Je suis souvent très étonné d’entendre dire que, pour respecter la loi pénitentiaire, il faut 95 %, 96 %, 97 %, voire 100 % de places d’encellulement individuel. L’un de vos prédécesseurs, Mme Rachida Dati,…
Mme Nathalie Goulet. Aïe !
M. Jean-René Lecerf. … nous rappelait que le programme Perben, réalisé à une époque où la loi, comme aujourd’hui, impose le principe de l’encellulement individuel, comprenait 32 % de cellules pour une occupation double. Il est tant d’exceptions au principe de l’encellulement individuel : les personnes suicidaires, les personnes qui, pour des raisons de santé souhaitent ne pas être seules, etc.
Le Sénat a été le premier à reconnaître qu’il n’était pas utile d’exiger un taux de 95 % ou de 99 % de cellules individuelles. Le Parlement est prêt à tolérer un volant de cellules pour occupations multiples, de l’ordre de 20 % ou de 25 %, voire de 30 %, si cela peut éviter de construire des places de prison coûteuses et inutiles. Il y va de l’intérêt de chacun.
M. le président. La parole est à M. Philippe Bas, pour explication de vote.
M. Philippe Bas. Je soutiendrai les amendements du Gouvernement.
En effet, le rapport annexé au texte du Gouvernement exprime bien l’équilibre de la politique d’exécution des peines. Elle se résume en quelques mots : diversification des modes de détention pour les adapter aux différents condamnés, ainsi qu’à la durée de leur peine, et améliorer la qualité de la détention ; augmentation du nombre de places en prison pour remédier à la surpopulation carcérale, qui est une caractéristique française ; soutien, grâce à la mise en œuvre de moyens très importants, de toutes les mesures d’aménagement et d’exécution des peines décidées à l’occasion du vote de la loi du 24 novembre 2009.

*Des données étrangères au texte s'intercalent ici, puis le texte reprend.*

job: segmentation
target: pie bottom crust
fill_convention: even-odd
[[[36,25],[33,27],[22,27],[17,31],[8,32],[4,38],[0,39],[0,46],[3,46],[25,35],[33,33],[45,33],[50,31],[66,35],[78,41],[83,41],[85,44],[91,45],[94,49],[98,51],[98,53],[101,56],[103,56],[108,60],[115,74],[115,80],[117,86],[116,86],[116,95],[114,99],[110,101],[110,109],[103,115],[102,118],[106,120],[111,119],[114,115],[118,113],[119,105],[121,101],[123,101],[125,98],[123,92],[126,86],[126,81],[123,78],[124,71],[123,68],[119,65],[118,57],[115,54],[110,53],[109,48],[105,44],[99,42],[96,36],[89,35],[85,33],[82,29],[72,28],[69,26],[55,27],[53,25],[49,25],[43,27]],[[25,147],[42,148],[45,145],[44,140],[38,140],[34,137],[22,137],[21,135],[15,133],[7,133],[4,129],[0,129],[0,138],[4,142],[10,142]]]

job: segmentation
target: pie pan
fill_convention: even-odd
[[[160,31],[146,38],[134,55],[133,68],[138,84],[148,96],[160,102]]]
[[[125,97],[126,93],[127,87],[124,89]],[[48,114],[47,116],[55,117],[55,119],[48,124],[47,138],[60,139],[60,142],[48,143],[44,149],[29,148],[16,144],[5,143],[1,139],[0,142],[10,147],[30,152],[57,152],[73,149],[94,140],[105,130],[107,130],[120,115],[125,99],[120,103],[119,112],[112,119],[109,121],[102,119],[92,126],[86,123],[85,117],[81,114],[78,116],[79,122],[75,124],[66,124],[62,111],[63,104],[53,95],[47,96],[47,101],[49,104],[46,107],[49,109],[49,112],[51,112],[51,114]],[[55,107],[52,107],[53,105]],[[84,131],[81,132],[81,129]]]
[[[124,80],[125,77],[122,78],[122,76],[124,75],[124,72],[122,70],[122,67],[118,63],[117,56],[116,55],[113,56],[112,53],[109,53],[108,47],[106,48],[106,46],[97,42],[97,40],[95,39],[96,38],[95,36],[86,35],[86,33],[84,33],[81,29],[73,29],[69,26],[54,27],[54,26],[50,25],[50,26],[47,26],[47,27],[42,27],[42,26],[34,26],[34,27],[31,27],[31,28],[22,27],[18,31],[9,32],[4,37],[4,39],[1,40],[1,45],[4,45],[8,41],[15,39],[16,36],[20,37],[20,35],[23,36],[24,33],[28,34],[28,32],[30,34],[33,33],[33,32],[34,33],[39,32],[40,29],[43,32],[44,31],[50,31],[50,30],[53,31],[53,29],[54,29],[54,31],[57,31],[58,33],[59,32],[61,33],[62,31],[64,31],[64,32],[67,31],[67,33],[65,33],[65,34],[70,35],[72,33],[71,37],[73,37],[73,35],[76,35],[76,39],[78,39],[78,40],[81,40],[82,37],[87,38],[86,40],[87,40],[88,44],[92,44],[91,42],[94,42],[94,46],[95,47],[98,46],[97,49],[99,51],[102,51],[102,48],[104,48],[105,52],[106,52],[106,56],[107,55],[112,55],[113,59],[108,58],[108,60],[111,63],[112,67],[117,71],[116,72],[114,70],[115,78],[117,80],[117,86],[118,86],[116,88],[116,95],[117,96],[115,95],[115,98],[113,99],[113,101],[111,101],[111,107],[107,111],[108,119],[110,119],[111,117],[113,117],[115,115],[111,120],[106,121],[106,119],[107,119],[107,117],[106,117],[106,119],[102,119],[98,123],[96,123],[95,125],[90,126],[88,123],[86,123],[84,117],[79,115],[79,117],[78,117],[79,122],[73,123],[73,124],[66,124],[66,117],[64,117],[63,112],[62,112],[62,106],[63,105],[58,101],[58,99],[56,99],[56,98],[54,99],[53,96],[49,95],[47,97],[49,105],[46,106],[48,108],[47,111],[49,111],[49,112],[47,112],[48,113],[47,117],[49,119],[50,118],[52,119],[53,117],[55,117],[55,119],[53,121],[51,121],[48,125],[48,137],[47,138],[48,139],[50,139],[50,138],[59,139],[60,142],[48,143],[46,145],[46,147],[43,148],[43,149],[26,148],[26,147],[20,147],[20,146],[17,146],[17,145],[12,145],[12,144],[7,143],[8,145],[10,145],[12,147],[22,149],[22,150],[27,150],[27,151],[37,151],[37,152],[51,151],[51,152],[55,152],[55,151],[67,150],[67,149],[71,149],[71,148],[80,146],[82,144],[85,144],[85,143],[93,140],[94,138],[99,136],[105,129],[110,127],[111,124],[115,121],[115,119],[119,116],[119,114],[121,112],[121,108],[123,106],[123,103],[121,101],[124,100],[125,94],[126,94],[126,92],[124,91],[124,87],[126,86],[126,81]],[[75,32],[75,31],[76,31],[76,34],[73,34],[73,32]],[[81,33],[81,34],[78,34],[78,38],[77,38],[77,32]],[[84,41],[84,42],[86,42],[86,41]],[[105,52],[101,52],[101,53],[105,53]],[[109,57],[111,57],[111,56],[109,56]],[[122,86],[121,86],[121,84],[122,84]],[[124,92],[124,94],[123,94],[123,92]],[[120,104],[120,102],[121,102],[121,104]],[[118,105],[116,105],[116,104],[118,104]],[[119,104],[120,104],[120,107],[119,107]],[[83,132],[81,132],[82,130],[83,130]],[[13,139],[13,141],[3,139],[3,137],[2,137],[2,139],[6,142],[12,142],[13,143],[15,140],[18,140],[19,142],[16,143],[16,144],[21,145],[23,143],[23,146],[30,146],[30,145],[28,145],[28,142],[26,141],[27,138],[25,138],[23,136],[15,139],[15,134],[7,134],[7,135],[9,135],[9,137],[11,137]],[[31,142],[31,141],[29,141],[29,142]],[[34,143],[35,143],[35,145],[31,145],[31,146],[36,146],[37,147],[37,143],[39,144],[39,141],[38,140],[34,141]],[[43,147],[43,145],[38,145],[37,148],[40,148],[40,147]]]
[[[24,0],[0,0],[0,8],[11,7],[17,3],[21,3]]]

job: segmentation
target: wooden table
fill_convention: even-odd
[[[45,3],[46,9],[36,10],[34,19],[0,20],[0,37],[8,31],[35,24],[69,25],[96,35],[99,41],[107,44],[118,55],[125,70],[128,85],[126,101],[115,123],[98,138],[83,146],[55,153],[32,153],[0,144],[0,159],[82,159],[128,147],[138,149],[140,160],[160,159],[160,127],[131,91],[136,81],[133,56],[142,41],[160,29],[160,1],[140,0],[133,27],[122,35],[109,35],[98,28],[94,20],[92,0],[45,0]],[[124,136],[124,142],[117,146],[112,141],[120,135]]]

Pour répondre à certaines interventions, j’ajoute que nous avons tout lieu de nous réjouir : pendant que d’autres battent la campagne, le Sénat continue de légiférer sérieusement ! Nous ne sommes d’ailleurs pas les premiers à nous comporter de la sorte avant une élection présidentielle. Je citerai, par exemple, la loi du 4 mars 2002 relative aux droits des malades et à la qualité du système de santé, la loi du 4 mars 2002 relative à l’autorité parentale, la loi du 5 mars 2007 réformant la protection de l’enfance, qui modifie la loi portant réforme du droit des incapables majeurs, et la loi du 5 mars 2007 relative à la prévention de la délinquance.
Il est bien dans la tradition républicaine de légiférer jusqu’à ce que les campagnes officielles démarrent. Je suis heureux que le Sénat, de ce point de vue, continue de donner l’exemple par son sérieux ! (Applaudissements sur les travées de l'UMP.)
M. le président. La parole est à Mme la rapporteur.
Mme Nicole Borvo Cohen-Seat, rapporteur. Il serait bon que la majorité gouvernementale évite de dénaturer la loi pénitentiaire en l’interprétant ou en l’appliquant mal.
Cette loi, je le rappelle, a été votée par tous les groupes du Sénat, excepté par le mien pour une raison très simple : nous l’avons estimée insuffisamment contraignante et nous avons jugé son contenu peu précis. Or il s’avère que des textes d’application n’ont pas été publiés, si bien que la loi n’est pas complètement mise en œuvre. Voilà pourquoi la commission des lois du Sénat a décidé, conjointement avec la commission de contrôle pour l’application des lois, de créer une mission de contrôle sur l’application de la loi pénitentiaire du 24 novembre 2009.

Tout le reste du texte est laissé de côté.